When I was a kid, I read an Englishman's scholarly tome on Ancient Egyptian customs. One of his comments has stuck in my head. He regarded the ancient civilization as being obsessed with death.
The more I've studied over the years, the more I realize that statement isn't true. Talk about laying you own hang-ups at someone else's feet.
A lot of people think I'm obsessed with the subject of death as well. I do write about it, but am I obsessed? Not really. I acknowledge death, the inevitability of it, which is more than white American culture can do.
So why is this on my mind? My mother-in-law passed away on Friday, June 16, 2017, at 2:06 a.m.
We Americans are so very precise about our time, aren't we? In reality, that is simply the time on the paramedics' watches when they arrived at her apartment, and they pronounced her dead.
Because you see the process had started some time before that. Some would say it was five minutes before when the aides at the assisted living apartment stopped CPR because my mother-in-law had a Do Not Resuscitate order on file. Some would say it happened when she stopped breathing about ten minutes before the CPR ended.
Maybe it really started earlier on Thursday when she was at rehab and her blood oxygen level dropped even though she was on O2 at the time. Maybe it started with that last trip to the hospital this spring. Maybe it really started when she fell at their old Victorian back on December 6, 2015.
Or maybe it all started years ago when she tried to raise my son as she had her other five grandchildren, and I told her that being a grandma was a much cooler job than being the parent. However, the grandma job was one she never truly relished.

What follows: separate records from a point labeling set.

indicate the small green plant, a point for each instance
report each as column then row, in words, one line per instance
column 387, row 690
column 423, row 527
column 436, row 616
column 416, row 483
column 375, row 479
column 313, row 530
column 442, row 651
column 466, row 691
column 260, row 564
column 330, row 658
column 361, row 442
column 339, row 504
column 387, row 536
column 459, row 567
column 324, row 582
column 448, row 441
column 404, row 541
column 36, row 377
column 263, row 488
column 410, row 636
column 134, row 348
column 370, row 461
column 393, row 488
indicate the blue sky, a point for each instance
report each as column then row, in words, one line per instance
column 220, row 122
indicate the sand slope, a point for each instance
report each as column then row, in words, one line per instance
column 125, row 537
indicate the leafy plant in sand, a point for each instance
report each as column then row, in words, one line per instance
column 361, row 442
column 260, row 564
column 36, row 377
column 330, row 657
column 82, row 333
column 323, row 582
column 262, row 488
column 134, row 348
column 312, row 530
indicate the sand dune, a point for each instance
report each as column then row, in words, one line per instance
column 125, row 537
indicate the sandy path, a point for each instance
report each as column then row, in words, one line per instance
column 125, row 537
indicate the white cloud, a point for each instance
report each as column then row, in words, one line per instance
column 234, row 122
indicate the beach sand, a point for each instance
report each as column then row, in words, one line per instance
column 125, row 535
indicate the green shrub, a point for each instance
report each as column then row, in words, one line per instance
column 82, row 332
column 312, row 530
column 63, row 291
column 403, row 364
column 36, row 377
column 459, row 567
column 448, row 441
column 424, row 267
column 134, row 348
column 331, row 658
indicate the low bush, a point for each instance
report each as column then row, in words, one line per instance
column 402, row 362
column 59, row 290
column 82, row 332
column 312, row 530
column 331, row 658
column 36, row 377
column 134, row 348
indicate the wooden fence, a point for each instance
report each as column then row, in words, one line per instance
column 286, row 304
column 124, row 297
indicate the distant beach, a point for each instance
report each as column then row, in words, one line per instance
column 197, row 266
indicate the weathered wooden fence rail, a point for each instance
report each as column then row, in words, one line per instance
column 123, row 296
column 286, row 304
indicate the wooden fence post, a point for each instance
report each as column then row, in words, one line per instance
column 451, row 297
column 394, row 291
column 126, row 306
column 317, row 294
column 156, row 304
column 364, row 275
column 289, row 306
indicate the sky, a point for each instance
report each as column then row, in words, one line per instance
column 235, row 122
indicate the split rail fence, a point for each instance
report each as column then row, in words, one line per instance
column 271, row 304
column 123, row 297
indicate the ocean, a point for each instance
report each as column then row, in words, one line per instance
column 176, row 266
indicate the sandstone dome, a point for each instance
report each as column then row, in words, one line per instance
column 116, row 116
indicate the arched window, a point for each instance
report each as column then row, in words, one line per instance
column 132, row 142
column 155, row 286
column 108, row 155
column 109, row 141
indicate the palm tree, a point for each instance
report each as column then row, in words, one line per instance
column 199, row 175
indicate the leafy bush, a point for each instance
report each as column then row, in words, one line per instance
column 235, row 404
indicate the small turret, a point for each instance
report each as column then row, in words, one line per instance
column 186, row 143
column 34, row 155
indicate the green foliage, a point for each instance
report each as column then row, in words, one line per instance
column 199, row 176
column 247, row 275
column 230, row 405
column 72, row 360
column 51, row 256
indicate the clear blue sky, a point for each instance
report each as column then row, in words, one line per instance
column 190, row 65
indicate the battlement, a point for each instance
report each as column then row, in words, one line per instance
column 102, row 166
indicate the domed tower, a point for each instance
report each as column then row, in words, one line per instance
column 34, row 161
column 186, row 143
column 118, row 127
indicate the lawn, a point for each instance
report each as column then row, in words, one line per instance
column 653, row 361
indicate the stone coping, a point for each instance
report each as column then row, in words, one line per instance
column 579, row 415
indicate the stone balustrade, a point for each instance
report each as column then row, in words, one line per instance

But when she was actually gone, and I looked at the corpse on the floor of her bedroom in the wee hours of Friday, it was done for me.
The first thing anyone will say as they read this is that everyone grieves in their own way.
And that's very true. However, what truly bothers me are two things:
1) that we no longer respect death, and to die shows a failure on someone's part, and
2) that we, as a culture, now lavish that same excess to funerals as we do births, weddings, and
quinceaneras.
Around 2:15 a.m. that same morning, I had to console the RN and the two aides. Reassure them that they had done the right thing by following the DNR and ceasing CPR. Even DH, in a moment of black humor that usually only I display, he said that his mother probably heard them call the ambulance, said, "Screw that!" and took off for heaven. Because she had been adamant after the spring stint that she was not going back to the hospital.
The medical team at the apartment didn't fail. The doctors and nurses at the hospital during her various admissions over the last two years didn't fail. This is about a woman at the end of her natural lifespan, not failure or success.
Since she passed over Father's Day weekend, that put a crimp in vacation plans since some family had already left town, so all scheduling had to be shoved back an extra couple of days. Add to that, selecting a casket, flowers, planning the ceremony, etc., etc., etc. Then there was the private family viewing and two sessions of visitation before the actual funeral on Tuesday. All of the added stress of putting together a major ceremony while dealing with grief? Why do we do this to ourselves?
It's traditional.
Gah! I hate that term. It's an excuse. Traditions can be and are changed all the time.
I've already put together my funeral directives. I die? Cremate me, take the ashes to Hawaii, scatter them, and go get drunk on the leftover money in my estate. In fact, DH has already picked out the bar in Lahaina on Maui.
Celebrate my life. Tell stories. Read stupid passages from my books. Save enough money for the cab ride back to the hotel.
But whatever y'all do, please don't turn my passing into a fucking five-day orgy of death. My ghost will not be pleased.